On Nov 7, 2013, at 11:58 PM, Anu Prab <anupr...@gmail.com> wrote:

>>> I am using Tomcat 7.0.42 and Tomcat jdbc pool.
>
>> Just to be perfectly clear, how are you using this?  With a <Resource/>
> tag in your Tomcat >configuration or are you creating the pool in your
> code?  Either way, include the necessary >config or code which shows how
> you've defined the pool.
>
>> The pool configuration is in context.xml. A sample of the config looks
like
> this:
>
>>  <Resource name="jdbc/name"
>>              auth="Container"
>>             type="javax.sql.DataSource"
>>              fairQueue="true"
>>             factory="<customized-factory>"

>What factory are you using?  It's important to share.  Without it we don't
know which pool you're using.

A customized factory which extends
org.apache.tomcat.jdbc.pool.DataSourceFactory

>>              username="<username>"
>>              password="<password>"
>>              driverClassName="oracle.jdbc.OracleDriver"
>>             url="<url>"
>>              timeBetweenEvictionRunsMillis="1800000"
>>              validationQuery="SELECT 1 from dual"
>>              validationInterval="30000"
>>              maxActive="50"
>>              minIdle="4"
>>              maxIdle="4"
>>              maxWait="10000"
>>              initialSize="4"
>>              removeAbandonedTimeout="60"
>>              removeAbandoned="true"
>>              logAbandoned="false"

>You should enable this so you're alerted if your application is not
properly returning connections.

>>              minEvictableIdleTimeMillis="
600000"
>>              initSQL="<initSQL>"

Is this SQL valid?  If for some reason this SQL was failing, it would cause
your connection count to go to zero.  Same with the validation query,
although that looks OK.

>>              testOnBorrow="false"
>>              testOnReturn="false"
>>              testWhileIdle="true"
>>    />
>>
>>> Once the pool is created
>>> with the default configuration, I obtained few connections from this
> pool.
>
>> Again, how are you obtaining connections?  Is this through JNDI or
through
> direct access by >code in your application?  An example would be helpful.
>
>> The connections are being obtained by the code through JNDI lookup.
Here's
>> the code sample:
>
>> Context ctx = (Context)new InitialContext().lookup("java:comp/env/");
>> DataSource ds = (DataSource)ctx.lookup("jdbc/name");
>> ds.getConnection();
>>
>
>>> But after certain amount of time, dataSource.getSize() shows the size as
> 0!
>
>> How are you determining this?  Are you looking at it in a debugger?  Do
>> you have a direct >reference to the data source in your code?  If so, can
>> you show an example?
>>
>> I am doing a lookup for the data source in the code. The lookup example
is
> the same as above. The only addition is after getting the data source,
> dataSource.getSize() is invoked.

>How long does it take for the size to go to zero?  When it does, what do
the active and idle >counts show?  Are they zero too?
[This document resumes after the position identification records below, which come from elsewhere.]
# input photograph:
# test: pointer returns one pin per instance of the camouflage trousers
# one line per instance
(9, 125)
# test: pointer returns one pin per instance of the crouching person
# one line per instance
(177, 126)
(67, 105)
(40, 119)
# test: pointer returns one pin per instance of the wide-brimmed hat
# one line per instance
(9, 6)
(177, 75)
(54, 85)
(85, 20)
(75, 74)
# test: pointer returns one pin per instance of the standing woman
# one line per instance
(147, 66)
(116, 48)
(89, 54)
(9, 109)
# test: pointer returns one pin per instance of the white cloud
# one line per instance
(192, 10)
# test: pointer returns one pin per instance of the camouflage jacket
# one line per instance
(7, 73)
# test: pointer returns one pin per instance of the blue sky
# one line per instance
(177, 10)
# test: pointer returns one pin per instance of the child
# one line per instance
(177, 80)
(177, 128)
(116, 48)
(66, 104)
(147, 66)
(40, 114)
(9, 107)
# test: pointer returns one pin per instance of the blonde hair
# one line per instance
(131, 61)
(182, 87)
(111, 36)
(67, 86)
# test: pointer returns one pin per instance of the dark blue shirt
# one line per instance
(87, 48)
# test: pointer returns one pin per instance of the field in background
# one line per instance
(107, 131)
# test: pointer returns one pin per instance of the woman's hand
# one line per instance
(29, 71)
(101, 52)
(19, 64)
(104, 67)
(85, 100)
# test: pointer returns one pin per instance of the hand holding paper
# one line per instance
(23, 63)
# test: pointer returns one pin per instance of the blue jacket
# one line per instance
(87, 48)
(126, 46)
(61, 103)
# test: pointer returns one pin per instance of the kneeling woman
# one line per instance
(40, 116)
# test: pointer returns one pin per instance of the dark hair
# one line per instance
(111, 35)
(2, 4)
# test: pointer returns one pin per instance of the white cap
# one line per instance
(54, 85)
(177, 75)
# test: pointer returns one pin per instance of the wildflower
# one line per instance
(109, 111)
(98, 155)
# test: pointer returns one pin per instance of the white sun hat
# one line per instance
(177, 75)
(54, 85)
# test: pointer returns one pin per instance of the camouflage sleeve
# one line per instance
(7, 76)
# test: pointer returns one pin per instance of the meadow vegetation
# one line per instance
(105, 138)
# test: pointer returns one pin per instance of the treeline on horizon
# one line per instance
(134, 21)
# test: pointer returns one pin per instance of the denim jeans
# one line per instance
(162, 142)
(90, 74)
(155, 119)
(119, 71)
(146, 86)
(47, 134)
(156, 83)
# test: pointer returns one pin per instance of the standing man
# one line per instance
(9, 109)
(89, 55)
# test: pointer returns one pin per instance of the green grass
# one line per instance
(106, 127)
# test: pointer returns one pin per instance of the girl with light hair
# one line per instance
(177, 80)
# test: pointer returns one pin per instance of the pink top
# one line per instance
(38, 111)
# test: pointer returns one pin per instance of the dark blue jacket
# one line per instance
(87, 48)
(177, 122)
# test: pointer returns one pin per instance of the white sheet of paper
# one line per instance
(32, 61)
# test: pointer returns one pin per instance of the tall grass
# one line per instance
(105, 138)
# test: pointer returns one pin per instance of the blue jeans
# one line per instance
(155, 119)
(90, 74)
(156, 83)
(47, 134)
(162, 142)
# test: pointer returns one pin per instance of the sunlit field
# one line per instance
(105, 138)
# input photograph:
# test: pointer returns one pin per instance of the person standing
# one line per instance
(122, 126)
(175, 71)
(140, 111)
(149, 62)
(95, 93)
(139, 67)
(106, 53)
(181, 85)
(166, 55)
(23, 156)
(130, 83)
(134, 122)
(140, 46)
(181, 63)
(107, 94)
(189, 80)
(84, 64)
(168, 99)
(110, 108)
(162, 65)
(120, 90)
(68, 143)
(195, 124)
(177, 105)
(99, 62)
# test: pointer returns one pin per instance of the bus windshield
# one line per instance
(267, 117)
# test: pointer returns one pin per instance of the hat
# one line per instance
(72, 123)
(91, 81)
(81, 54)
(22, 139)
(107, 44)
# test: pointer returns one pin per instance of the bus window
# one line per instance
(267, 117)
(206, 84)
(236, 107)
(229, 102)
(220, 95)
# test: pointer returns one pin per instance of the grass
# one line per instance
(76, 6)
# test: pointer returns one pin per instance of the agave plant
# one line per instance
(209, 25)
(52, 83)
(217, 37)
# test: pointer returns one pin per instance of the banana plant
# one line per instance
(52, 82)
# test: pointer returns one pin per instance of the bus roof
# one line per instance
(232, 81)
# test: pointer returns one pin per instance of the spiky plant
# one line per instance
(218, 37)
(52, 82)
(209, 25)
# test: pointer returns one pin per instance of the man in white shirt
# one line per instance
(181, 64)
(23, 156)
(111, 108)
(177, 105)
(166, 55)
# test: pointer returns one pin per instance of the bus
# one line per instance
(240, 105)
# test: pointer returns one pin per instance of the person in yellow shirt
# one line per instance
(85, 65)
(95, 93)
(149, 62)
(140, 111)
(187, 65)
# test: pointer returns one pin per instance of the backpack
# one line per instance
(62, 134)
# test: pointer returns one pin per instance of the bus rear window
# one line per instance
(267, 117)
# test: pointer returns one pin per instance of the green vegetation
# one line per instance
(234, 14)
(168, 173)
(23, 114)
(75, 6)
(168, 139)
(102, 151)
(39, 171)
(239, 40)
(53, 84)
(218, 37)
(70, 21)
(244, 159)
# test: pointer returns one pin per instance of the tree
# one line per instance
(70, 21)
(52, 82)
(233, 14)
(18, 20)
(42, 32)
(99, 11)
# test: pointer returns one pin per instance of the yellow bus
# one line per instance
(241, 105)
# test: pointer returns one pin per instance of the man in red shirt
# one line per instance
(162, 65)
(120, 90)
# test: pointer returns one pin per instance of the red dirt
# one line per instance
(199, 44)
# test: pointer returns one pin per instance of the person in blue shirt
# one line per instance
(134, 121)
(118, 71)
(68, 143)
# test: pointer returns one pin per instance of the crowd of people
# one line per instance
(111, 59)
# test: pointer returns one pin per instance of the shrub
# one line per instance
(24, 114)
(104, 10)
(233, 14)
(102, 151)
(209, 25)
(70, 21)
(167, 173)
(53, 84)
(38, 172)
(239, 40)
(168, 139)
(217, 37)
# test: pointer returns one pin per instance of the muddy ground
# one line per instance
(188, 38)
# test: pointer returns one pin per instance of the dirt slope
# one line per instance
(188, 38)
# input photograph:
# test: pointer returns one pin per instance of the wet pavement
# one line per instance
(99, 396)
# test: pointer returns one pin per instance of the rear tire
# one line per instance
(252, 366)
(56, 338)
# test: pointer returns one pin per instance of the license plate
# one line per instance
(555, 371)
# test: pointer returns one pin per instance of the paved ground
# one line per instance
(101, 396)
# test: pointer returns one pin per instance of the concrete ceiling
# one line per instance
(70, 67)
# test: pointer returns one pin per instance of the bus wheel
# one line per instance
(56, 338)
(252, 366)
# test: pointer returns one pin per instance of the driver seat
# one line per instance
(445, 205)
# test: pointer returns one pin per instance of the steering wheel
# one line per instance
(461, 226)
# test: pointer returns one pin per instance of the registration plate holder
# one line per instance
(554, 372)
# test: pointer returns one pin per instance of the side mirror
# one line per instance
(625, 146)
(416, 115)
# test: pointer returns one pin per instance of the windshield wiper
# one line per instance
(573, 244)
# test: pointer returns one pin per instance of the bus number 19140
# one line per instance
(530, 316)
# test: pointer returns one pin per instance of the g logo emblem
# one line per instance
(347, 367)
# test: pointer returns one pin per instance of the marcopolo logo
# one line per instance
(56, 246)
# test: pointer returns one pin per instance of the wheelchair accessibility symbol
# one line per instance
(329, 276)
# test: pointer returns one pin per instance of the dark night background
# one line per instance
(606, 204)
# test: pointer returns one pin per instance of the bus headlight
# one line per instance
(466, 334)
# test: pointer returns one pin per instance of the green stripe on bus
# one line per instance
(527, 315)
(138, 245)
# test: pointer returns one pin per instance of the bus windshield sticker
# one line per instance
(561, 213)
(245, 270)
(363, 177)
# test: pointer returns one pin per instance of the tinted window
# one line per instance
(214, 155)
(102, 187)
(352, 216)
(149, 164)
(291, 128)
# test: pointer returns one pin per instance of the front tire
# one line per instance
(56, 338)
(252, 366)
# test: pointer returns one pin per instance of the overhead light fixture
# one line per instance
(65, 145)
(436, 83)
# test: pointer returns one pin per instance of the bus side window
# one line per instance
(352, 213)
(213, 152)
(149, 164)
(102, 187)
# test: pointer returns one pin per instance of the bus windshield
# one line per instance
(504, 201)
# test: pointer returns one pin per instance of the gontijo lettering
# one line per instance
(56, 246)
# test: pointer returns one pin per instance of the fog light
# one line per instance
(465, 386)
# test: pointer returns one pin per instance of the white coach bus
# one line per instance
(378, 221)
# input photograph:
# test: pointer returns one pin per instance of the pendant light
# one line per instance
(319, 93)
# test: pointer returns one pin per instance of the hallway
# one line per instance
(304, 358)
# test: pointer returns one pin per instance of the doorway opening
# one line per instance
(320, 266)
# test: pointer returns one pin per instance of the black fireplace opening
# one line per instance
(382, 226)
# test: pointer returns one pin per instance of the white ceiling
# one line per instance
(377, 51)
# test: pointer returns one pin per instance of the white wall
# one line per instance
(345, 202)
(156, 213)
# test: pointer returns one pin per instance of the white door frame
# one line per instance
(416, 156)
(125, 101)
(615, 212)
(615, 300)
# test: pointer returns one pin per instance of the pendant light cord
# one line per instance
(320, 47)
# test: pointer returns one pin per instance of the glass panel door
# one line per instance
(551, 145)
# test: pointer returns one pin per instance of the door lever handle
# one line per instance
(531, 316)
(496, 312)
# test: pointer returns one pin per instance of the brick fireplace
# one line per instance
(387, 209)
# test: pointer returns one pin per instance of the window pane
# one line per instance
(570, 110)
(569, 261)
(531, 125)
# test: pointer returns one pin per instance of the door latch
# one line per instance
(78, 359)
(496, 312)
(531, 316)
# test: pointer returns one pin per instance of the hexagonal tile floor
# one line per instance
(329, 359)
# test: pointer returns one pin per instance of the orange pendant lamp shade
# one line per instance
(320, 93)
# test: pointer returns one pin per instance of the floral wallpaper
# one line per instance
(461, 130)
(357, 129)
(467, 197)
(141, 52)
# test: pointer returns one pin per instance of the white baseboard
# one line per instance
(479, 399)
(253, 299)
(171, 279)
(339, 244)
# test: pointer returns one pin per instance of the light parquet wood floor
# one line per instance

Few minutes, not sure of the exact timing. Yes, all are 0.

> Also, what happens when you try to get a connection after the pool count
has dropped to 0?  >Does it get a new connection?  Does it hang waiting?
 Does it generate any error messages?

>Is there any reason why you might be getting disconnected from the
database side or from a >firewall in between your application and the
database?

I can still get newer connections even after the count drops to 0.